The same SurveyUSA poll that Creigh Deeds’ campaign manager is citing as evidence that the Bath County state senator is best positioned to beat presumptive Republican nominee Bob McDonnell has McAuliffe pulling away from Deeds and Brian Moran in the race for the Democratic Party nomination.

The poll, commissioned by WDBJ7 in Roanoke, had McAuliffe at 38 percent to 22 percent each for Deeds and Moran. The nomination is to be settled in a June 9 party primary. The same poll has Deeds trailing McDonnell by a 44 percent-to-39 percent margin, with McAuliffe trailing McDonnell by a 46 percent-to-39 percent spread and Moran down 46 percent to 34 percent.

The gap between McAuliffe and Deeds and Moran in the Democratic Party race is the first significant one that I’ve seen in a public poll, but it reflects what we’ve been seeing from the Deeds and Moran camps the past several weeks as the attack machines of both have been aimed squarely at the former Democratic National Committee chair.

“I’m not convinced that everyday Virginians like Karen want a governor who thinks that the trade deal responsible for sending her job to Mexico was one of the biggest successes of a former president. And I don’t think hard-working Virginians want a governor who stands with Wall Street executives like Donald Trump and gets 82 percent of their campaign contributions from out-of-state,” Deeds said in the closing statement to a recent debate in Danville, taking potshots at McAuliffe for his ties to popular former president Bill Clinton, the driving force behind the North American Free Trade Agreement, and for his fundraising prowess that one has to think has something to do with the separation between McAuliffe and his rivals for the Democratic Party nomination.

“Terry McAuliffe is bizarrely questioning the stellar record of Virginia’s last two Democratic governors, both of whom have created thousands of jobs in Virginia. This is just the most recent attack in a line of statements that question Richmond Democrats who have worked for decades in Virginia to move our Commonwealth forward. Virginia Democrats know we need someone who continues in the tradition of Mark Warner and Tim Kaine, not someone who campaigns against it,” Moran campaign manager Andrew Roos said in a bizarre attack on a McAuliffe statement at a Richmond debate last week that was a line from his stump speech on the inadequate funding given the governor’s office in its Governor’s Opportunity Fund that is used for economic-development purposes.

The Opportunity Fund is barely that – at $19 million per biennium Virginia’s fund is pennies on the dollar to what our neighbors have to give to close business deals.

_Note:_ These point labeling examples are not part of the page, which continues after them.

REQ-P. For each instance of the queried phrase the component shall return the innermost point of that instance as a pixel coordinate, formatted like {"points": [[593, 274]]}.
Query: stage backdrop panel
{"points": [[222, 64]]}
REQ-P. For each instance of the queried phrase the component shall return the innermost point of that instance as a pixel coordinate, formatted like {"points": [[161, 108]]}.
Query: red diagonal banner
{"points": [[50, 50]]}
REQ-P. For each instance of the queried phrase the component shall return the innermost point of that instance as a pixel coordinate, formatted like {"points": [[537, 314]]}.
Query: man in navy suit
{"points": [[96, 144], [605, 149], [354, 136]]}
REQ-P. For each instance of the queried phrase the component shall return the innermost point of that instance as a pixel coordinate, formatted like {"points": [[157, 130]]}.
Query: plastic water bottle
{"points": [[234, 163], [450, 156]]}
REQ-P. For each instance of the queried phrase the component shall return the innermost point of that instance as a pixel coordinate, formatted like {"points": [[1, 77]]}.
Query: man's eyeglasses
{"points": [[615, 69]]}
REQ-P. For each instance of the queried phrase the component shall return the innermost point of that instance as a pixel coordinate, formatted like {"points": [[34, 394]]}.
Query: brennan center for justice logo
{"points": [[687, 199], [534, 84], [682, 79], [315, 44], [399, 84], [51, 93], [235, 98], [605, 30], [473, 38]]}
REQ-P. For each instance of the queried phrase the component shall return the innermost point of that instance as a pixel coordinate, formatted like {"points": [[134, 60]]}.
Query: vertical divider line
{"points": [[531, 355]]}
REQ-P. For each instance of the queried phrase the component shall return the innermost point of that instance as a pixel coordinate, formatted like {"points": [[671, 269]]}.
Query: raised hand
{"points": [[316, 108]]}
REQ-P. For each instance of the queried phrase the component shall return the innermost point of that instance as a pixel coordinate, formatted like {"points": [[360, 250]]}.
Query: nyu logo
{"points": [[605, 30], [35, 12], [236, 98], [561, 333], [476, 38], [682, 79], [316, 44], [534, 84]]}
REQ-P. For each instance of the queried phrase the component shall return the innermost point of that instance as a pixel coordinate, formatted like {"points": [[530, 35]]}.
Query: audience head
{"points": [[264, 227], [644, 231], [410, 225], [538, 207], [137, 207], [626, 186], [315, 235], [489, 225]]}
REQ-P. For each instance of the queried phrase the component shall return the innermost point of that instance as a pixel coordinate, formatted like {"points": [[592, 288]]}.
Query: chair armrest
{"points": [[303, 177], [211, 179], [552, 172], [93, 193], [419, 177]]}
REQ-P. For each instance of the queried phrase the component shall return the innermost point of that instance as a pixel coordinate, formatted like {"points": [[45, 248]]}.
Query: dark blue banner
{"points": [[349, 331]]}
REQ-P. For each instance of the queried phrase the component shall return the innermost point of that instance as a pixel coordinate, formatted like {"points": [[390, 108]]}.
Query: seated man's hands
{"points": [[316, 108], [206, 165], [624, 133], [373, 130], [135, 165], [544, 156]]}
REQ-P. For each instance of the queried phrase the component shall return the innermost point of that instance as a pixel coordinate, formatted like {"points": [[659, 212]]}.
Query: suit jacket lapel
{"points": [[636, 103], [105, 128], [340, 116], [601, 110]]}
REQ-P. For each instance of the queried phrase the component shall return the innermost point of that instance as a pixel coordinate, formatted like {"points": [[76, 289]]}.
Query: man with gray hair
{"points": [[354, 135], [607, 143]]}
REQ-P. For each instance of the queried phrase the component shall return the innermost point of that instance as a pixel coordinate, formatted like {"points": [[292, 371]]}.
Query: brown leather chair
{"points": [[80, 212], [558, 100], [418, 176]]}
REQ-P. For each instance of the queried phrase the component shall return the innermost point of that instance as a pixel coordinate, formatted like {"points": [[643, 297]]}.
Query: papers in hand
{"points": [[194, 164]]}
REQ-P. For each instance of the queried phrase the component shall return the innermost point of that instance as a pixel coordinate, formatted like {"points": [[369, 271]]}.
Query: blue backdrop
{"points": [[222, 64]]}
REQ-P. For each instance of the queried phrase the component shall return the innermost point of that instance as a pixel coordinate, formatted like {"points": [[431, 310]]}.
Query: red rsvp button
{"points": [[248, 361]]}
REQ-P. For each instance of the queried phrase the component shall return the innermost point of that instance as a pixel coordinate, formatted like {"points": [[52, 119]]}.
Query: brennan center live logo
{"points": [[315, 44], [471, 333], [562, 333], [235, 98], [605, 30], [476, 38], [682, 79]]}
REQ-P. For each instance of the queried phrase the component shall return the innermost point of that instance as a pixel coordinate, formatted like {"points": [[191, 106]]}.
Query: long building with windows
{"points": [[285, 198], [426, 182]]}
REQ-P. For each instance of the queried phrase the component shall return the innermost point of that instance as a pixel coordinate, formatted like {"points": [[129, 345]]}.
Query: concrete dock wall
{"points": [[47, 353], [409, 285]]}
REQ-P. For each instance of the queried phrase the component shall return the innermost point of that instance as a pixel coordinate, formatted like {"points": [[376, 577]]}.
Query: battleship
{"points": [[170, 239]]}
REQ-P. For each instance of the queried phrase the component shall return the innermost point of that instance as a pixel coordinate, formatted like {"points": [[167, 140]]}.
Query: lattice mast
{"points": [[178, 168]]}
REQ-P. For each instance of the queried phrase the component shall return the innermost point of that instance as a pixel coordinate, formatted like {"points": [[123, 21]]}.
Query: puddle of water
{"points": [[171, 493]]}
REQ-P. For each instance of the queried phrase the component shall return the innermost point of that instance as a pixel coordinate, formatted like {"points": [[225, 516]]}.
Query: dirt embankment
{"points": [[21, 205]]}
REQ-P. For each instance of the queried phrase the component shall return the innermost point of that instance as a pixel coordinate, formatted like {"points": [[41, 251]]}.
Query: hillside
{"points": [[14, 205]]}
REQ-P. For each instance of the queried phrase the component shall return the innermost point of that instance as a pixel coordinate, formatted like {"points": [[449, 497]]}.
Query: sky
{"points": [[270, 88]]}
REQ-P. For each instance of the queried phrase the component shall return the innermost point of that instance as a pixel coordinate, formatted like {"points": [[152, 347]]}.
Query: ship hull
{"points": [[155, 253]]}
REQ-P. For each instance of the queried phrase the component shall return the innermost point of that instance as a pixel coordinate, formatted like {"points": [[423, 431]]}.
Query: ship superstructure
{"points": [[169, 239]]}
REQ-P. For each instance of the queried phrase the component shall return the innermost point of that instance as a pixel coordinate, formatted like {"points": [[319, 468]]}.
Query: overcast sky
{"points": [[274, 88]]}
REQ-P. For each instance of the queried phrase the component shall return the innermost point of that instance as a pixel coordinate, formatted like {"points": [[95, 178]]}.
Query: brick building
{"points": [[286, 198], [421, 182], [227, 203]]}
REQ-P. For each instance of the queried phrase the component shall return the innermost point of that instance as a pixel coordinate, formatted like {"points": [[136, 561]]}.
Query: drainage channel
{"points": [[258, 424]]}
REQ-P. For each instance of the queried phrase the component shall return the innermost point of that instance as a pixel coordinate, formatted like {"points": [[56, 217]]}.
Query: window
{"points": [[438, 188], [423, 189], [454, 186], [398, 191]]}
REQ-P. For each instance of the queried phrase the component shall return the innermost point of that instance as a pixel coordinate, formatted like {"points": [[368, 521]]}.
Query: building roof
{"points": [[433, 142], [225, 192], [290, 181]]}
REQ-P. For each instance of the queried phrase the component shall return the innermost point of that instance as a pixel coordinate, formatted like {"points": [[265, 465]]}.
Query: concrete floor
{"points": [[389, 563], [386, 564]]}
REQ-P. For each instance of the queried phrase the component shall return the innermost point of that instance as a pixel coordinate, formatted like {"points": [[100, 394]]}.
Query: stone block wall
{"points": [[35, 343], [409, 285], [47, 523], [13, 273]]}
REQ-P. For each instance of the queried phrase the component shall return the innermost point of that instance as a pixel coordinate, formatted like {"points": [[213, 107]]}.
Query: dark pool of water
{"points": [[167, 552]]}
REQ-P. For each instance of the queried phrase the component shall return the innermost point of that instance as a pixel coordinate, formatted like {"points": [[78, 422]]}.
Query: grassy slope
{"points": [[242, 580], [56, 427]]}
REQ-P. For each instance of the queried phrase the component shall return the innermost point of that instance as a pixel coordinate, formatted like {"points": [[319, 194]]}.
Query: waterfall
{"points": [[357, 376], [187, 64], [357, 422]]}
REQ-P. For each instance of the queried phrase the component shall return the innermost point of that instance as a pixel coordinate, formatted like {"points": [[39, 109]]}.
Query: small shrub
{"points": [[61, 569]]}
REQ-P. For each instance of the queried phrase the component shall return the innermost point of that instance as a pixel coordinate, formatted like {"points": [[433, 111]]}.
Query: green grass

I have to think in my heart of hearts that a Gov. Brian Moran would want to see the General Assembly put substantially more money in the kitty for him to build upon the economic foundation that Mark Warner and Tim Kaine have laid out for us. I also want to think that Gov. Creigh Deeds would welcome support on the campaign trail from President Clinton and campaign contributions from people outside the borders of Virginia who want to pitch in and help keep Virginia blue.

I learned in my little City Council race last year that you’re not supposed to hold people to things said or done during a political campaign. Especially when it seems to get to desperation time, and we’re clearly there now with six weeks to go.